INTPs are also less interested in working with facts than with ideas. Jung writes: “His ideas have their origin not in objective data, but in his subjective foundation.” INTPs are constantly digging into the background of their own thoughts in order to better understand their origins and to ensure their thinking is founded on solid reasoning. They see it pointless to try to build theories on a dubious conceptual platform, making them slower than Te types to rush into experiments to discover more “facts.”

INTPs often find it easier to identify inconsistencies or logical shortcomings—to assert what is not true—than to identify and confidently assert what is true. They can quickly locate inconsistencies or logical shortcomings in a given theory or argument. They excel when it comes to identifying exceptions or imagining scenarios in which the proposed explanation could breakdown. Due to their sensitivity to theoretical exceptions, they can be quick to throw theories and start from scratch. INTJs, by contrast, seem less deterred by ostensible exceptions, perhaps feeling that they will eventually be explained or otherwise rectified.

When functioning constructively, INTPs, like INFPs, often employ a trial-and-error sort of approach to building their theories and ideas. INTPs start with a given (Ti) and then use their auxiliary Ne to explore various connections and possibilities. They also integrate past experiences and acquired knowledge through their tertiary Si. It is usually only after years of toying with ideas that something resembling a systematic and coherent theory may start to emerge.

We can also compare and contrast Ti with Fi. IFPs generally take up moral, artistic, personal, or humanitarian concerns (Fi) before logical or intellectual ones (Ti). They judge in terms of good and bad, love and hate, like and dislike. Conversely, for INTPs, things must first pass the test of reason. They think less in terms of like and dislike than they do of likely and unlikely, logical and illogical. This is why INTPs generally prefer working with ideas and concepts rather than more subjective, taste-oriented matters like the arts.




ISTPs’ Dominant Function: Introverted Thinking (Ti)

* *





Ti involves the use of logic and reason for the sake of understanding a given problem, situation, or system. ISTPs use Ti to solve problems, to optimize functioning, and to bring structure and order to their inner world. This inner structuring grants them a strong sense of inner control. It allows ISTPs to be inwardly self-disciplined and to independently manage their lives and personal projects.

The disciplined nature of Ti may inspire ISTPs to frame their lives in terms of personal challenges or a series of independent projects. While not shying away from competing with others, ISTPs enjoy taking on challenges and projects for the mere pleasure of it. Such challenges may be physical (e.g., trying to achieve an optimal level of fitness), practical (e.g., fixing a car), creative (e.g., craftsmanship), or interpersonal.

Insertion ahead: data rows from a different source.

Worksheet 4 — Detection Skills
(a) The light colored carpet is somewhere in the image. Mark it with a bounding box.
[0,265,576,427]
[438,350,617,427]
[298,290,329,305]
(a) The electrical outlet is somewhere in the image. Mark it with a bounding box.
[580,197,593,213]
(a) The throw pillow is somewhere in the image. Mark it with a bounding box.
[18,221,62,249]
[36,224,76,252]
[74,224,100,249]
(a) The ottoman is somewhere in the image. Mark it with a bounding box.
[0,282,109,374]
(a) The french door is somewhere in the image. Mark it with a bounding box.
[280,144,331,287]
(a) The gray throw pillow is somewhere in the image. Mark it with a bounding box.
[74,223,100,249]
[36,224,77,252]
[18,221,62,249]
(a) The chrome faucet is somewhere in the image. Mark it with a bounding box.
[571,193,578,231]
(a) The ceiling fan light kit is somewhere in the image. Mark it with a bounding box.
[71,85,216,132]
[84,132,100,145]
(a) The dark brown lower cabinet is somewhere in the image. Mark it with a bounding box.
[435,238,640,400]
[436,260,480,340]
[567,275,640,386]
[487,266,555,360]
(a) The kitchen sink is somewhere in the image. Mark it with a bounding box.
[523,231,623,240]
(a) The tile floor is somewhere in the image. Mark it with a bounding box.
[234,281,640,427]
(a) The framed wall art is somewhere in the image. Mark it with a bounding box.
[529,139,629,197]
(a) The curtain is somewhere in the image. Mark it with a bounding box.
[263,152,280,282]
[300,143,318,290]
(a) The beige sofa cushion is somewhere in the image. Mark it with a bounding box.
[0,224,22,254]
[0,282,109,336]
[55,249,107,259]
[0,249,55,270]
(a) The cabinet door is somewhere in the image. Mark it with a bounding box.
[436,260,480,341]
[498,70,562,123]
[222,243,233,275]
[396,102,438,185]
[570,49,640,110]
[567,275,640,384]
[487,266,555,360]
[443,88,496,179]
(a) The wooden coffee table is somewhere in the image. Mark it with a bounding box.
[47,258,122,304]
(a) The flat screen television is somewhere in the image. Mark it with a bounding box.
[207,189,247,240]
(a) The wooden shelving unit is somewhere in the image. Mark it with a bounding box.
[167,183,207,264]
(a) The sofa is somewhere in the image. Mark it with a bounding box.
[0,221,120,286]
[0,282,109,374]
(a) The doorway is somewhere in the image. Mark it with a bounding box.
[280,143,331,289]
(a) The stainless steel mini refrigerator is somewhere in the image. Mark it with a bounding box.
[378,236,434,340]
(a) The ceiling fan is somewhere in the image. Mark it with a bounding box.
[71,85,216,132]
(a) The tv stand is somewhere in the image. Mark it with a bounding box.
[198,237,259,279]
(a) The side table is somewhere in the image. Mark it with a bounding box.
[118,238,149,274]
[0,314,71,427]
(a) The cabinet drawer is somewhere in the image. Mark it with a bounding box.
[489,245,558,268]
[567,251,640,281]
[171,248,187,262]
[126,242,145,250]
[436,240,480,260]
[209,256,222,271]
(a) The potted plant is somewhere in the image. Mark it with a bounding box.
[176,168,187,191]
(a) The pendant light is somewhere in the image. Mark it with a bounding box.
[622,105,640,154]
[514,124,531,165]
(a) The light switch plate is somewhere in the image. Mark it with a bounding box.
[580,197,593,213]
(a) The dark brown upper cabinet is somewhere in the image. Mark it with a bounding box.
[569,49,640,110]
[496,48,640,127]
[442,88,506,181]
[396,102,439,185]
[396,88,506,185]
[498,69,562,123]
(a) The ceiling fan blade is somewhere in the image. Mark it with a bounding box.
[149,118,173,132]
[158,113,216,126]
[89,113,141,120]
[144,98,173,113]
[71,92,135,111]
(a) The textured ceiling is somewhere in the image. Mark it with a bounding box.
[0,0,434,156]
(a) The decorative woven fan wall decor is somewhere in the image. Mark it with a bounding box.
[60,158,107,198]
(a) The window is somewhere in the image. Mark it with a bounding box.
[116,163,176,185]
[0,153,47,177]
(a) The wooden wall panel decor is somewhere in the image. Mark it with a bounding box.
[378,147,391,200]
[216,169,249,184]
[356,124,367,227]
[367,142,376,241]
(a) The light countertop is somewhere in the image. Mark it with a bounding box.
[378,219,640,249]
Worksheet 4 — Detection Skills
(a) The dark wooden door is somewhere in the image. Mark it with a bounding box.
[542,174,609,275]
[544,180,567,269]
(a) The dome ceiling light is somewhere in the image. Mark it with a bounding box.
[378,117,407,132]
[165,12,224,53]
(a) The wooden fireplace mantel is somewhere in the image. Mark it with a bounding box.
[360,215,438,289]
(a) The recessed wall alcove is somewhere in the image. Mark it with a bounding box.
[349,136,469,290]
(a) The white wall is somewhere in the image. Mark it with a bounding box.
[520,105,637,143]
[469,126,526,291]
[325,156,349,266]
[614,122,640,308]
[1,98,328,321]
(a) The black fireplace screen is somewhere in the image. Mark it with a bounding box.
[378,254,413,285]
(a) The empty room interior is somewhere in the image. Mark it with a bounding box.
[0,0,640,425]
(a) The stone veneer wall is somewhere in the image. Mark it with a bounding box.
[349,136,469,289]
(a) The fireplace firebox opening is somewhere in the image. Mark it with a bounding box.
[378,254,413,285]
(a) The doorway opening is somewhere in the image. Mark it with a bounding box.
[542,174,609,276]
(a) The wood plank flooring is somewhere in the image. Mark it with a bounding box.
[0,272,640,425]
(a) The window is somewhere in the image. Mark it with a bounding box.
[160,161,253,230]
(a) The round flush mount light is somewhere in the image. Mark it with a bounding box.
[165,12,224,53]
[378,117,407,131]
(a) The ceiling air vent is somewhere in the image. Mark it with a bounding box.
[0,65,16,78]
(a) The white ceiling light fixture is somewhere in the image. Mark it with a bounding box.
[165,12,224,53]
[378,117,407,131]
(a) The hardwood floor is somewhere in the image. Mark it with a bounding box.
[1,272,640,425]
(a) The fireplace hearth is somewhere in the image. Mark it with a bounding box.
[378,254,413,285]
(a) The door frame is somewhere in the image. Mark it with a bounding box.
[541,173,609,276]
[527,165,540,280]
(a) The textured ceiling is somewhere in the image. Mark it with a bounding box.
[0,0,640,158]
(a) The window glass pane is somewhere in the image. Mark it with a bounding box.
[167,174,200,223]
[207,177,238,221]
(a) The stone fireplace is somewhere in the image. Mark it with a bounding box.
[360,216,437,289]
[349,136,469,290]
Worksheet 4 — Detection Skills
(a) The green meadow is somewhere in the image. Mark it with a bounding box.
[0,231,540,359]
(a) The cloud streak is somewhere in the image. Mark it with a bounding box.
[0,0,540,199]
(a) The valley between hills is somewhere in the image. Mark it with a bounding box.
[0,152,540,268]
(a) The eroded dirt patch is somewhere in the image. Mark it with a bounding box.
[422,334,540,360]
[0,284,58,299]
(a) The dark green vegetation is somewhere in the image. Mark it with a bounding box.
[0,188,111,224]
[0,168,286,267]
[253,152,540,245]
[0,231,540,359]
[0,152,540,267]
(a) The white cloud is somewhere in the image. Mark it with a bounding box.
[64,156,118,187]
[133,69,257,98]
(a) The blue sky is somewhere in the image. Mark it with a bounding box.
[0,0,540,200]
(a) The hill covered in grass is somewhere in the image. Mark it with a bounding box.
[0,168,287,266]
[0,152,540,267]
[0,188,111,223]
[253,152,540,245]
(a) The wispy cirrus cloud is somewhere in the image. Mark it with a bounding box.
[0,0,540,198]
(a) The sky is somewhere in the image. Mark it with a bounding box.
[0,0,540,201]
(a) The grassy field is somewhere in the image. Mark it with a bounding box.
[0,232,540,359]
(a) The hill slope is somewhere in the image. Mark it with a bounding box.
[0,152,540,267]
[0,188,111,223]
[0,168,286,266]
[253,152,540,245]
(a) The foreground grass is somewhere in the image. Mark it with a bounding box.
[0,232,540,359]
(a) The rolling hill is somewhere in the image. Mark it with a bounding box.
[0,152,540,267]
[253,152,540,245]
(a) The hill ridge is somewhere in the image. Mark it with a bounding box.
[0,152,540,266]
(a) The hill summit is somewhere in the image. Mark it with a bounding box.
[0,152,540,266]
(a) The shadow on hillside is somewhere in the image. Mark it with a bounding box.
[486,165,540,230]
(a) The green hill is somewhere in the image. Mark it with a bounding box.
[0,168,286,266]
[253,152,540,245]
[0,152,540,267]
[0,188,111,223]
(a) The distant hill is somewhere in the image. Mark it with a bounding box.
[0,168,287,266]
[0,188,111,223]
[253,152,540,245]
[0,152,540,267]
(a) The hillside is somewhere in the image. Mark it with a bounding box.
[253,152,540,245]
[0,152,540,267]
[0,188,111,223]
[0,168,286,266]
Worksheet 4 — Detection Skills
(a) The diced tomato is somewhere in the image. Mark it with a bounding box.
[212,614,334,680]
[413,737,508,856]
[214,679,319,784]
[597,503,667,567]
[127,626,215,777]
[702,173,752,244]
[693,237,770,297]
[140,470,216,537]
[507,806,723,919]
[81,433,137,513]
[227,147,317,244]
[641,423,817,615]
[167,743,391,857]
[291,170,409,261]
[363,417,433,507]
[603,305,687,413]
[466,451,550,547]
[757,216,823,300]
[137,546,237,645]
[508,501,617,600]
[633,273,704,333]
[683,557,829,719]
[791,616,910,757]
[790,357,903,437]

At times, the inwardly focused and intentional nature of Ti lead can lead ISTPs to mistype themselves as ISTJs. In so doing, they rightly recognize their inner Judging nature, but wrongly conclude that they must be a J-type. They fail to recognize that the J-P label refers only to outward demeanor and behavior. This may partly explain what I see as the underrepresentation of ISTPs in demographic data.

Ti might also be viewed in terms of fluid intelligence, whereas Extraverted Thinking (Te) seems more related to crystallized intelligence. Ti is more intuitive, contextual, and right-brained, whereas Te is more procedure-oriented and left-brained. The fluid nature of their Ti, combined with the keen observational powers of their Se, contributes to ISTPs’ acumen as practical problem solvers. ISTPs can analyze a situation, discern how things should work, and then determine how to fix it. While a Te type might feel compelled to use schematics or manuals to diagnose the problem, ISTPs rely on their Ti’s ability to reason their way through concrete problems, even those they’ve never encountered. This contributes to their skill as mechanics, maintenance workers, machinists, surgeons, technicians, etc.




ESTJs’ Dominant Function: Extraverted Thinking (Te)

* *





Te strives to bring order, control, and rationality to the systems and operations of the outside world. It is oriented toward quantification, insisting on objective standards and measurable goals. It carefully spells out how to get from here to there, using as many maps, directions, and labels as appropriate.

Te undergirds ESTJs’ tendency to quickly express their judgments and opinion, to literally think (i.e., make judgments, conclusions, and decisions) aloud. ESTJs Judge before they Perceive, speak before they listen. This can be both a strength and a weakness. On the one hand, it can make them strong and courageous leaders. On the other, it can cause them to seem abrasive, dogmatic, or controlling.

Having a dominant Te can also make ESTJs prone to overstating things. They may say things that, in retrospect, they wish they could rescind, or at least soften. This is especially true for ESTJs with a hypersensitive inferior function (Fi), which can lead them to respond defensively or reactively.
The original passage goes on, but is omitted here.